FMCSA Tries to Ease Industry’s Fears of CSA With Seminar at Mid-America Trucking Show

By Timothy Cama, Staff Reporter

This story appears in the April 1 print edition of Transport Topics.

LOUISVILLE, Ky. — An official with Federal Motor Carrier Safety Administration came to the Mid-America Trucking Show to help disprove what he called common myths about the Compliance, Safety, Accountability program.

Bryan Price, a senior specialist in the CSA program, said the program has spawned false rumors among fleets and truck drivers alike.

“There’s a perception that if I go to work at XYZ Trucking and XYZ Trucking hires me that they automatically inherit my violations,” Price said at a March 21 session.
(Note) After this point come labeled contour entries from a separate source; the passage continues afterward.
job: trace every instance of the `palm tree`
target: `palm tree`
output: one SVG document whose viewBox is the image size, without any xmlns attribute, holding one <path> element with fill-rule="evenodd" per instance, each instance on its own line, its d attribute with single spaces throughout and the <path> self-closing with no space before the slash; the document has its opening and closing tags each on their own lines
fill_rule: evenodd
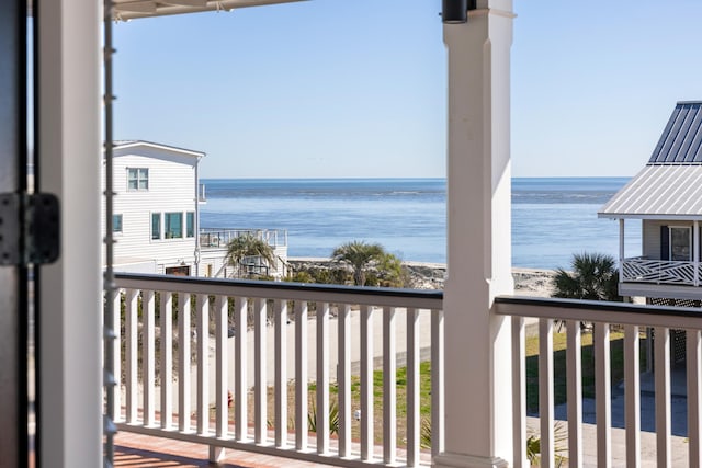
<svg viewBox="0 0 702 468">
<path fill-rule="evenodd" d="M 267 241 L 251 232 L 237 236 L 227 243 L 227 260 L 230 265 L 239 265 L 245 258 L 259 256 L 269 265 L 275 264 L 275 252 Z"/>
<path fill-rule="evenodd" d="M 576 253 L 571 272 L 556 270 L 553 297 L 621 301 L 616 261 L 603 253 Z"/>
<path fill-rule="evenodd" d="M 365 285 L 365 269 L 385 255 L 385 249 L 380 243 L 366 243 L 354 240 L 337 247 L 331 253 L 335 262 L 347 263 L 353 269 L 353 284 Z"/>
</svg>

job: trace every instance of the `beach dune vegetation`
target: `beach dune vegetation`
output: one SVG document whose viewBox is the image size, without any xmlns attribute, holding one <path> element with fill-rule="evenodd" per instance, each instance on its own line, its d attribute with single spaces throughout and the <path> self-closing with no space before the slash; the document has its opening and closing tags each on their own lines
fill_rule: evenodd
<svg viewBox="0 0 702 468">
<path fill-rule="evenodd" d="M 567 299 L 622 301 L 619 295 L 616 261 L 603 253 L 576 253 L 570 271 L 557 269 L 553 278 L 553 297 Z"/>
<path fill-rule="evenodd" d="M 365 286 L 367 270 L 385 259 L 386 255 L 388 253 L 380 243 L 353 240 L 337 247 L 331 253 L 331 260 L 351 266 L 353 284 Z"/>
<path fill-rule="evenodd" d="M 227 243 L 227 261 L 231 266 L 236 266 L 237 275 L 240 276 L 242 272 L 249 274 L 242 262 L 252 258 L 261 259 L 265 265 L 275 265 L 273 248 L 251 232 L 237 236 Z"/>
</svg>

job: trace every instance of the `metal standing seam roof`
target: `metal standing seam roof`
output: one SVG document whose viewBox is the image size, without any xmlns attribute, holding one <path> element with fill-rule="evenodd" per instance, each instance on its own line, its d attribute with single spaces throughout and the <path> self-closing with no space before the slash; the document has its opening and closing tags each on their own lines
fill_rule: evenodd
<svg viewBox="0 0 702 468">
<path fill-rule="evenodd" d="M 154 18 L 203 11 L 230 11 L 236 8 L 288 3 L 304 0 L 113 0 L 115 20 Z"/>
<path fill-rule="evenodd" d="M 678 102 L 648 163 L 601 218 L 702 219 L 702 102 Z"/>
<path fill-rule="evenodd" d="M 702 102 L 679 102 L 649 164 L 702 164 Z"/>
</svg>

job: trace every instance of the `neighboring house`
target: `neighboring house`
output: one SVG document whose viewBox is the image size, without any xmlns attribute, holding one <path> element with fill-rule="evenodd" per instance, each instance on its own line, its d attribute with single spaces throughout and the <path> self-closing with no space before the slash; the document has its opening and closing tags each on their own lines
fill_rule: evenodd
<svg viewBox="0 0 702 468">
<path fill-rule="evenodd" d="M 648 163 L 598 215 L 620 220 L 620 294 L 699 305 L 702 101 L 677 103 Z M 624 219 L 642 220 L 641 256 L 624 258 Z"/>
<path fill-rule="evenodd" d="M 239 265 L 227 261 L 227 243 L 239 236 L 252 235 L 273 248 L 275 263 L 272 265 L 260 256 L 241 259 Z M 281 278 L 287 274 L 287 230 L 285 229 L 200 229 L 200 276 L 241 277 L 249 274 Z"/>
<path fill-rule="evenodd" d="M 204 152 L 138 140 L 115 142 L 113 153 L 115 271 L 207 277 L 285 275 L 286 231 L 200 228 L 205 194 L 197 168 Z M 273 247 L 275 264 L 246 258 L 236 269 L 229 265 L 227 242 L 244 233 Z"/>
<path fill-rule="evenodd" d="M 149 141 L 116 141 L 113 153 L 115 271 L 197 275 L 205 153 Z"/>
</svg>

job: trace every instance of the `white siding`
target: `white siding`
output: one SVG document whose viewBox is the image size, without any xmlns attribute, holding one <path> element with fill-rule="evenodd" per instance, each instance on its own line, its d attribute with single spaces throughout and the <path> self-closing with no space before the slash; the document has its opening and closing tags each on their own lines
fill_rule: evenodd
<svg viewBox="0 0 702 468">
<path fill-rule="evenodd" d="M 115 148 L 114 150 L 114 214 L 122 215 L 121 233 L 115 233 L 114 263 L 154 261 L 156 272 L 165 273 L 169 266 L 183 262 L 194 274 L 195 244 L 197 232 L 186 238 L 186 213 L 196 213 L 196 164 L 197 157 L 189 152 L 149 145 Z M 149 171 L 148 190 L 127 189 L 127 169 L 146 168 Z M 104 179 L 104 178 L 103 178 Z M 104 181 L 103 181 L 104 185 Z M 104 203 L 103 203 L 104 209 Z M 104 213 L 104 210 L 103 210 Z M 183 238 L 151 239 L 151 214 L 161 214 L 161 225 L 166 213 L 181 213 Z M 102 231 L 105 230 L 104 216 Z M 163 229 L 161 229 L 163 237 Z"/>
<path fill-rule="evenodd" d="M 684 226 L 692 227 L 692 221 L 681 221 L 681 220 L 653 220 L 653 219 L 644 219 L 643 228 L 642 228 L 642 237 L 643 237 L 643 255 L 650 260 L 661 260 L 660 259 L 660 227 L 661 226 Z"/>
</svg>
But a carrier’s CSA record reflects the violations recorded only for that company, Price said. Carriers do not inherit any driver’s violations.

“We get that question a lot from drivers, because I think sometimes companies tell the drivers, ‘I can’t hire you, because you’ve got all these violations, and they will go on my record,’ ” Price said.

He said FMCSA has heard questions about its policy to give the same violation score for all crashes, regardless of fault or preventability.

Crash reports the agency receives do not include any indication of fault, and FMCSA does not try to make a determination itself, Price said.

“It’s understood that there’s a lot of interest in making this system overall better by determining preventability,” he said.

FMCSA Administrator Anne Ferro told reporters the next day that the agency is on track to complete a study into a possible crash accountability system in July.

“The agency has been pretty darn clear and transparent on its approach in examining whether a crash preventability component can be a part of CSA,” Ferro said. “We recognize that there are some questions about how uniform police accident reporting is; how uniform a resource on preventability and nonpreventability of those accident reports are; and, if you have that as a source, how do you also provide input opportunity for both the entity that may have struck and the individual that’s been struck?”

Those questions, as well as analysis of the costs and benefits of such a system, are central to FMCSA’s research, Ferro said.

Price was optimistic about the forthcoming research.

“Intuitively, we think it’s going to make our system better if we can get to that, but what we’re looking at is the feasibility of the system,” he said.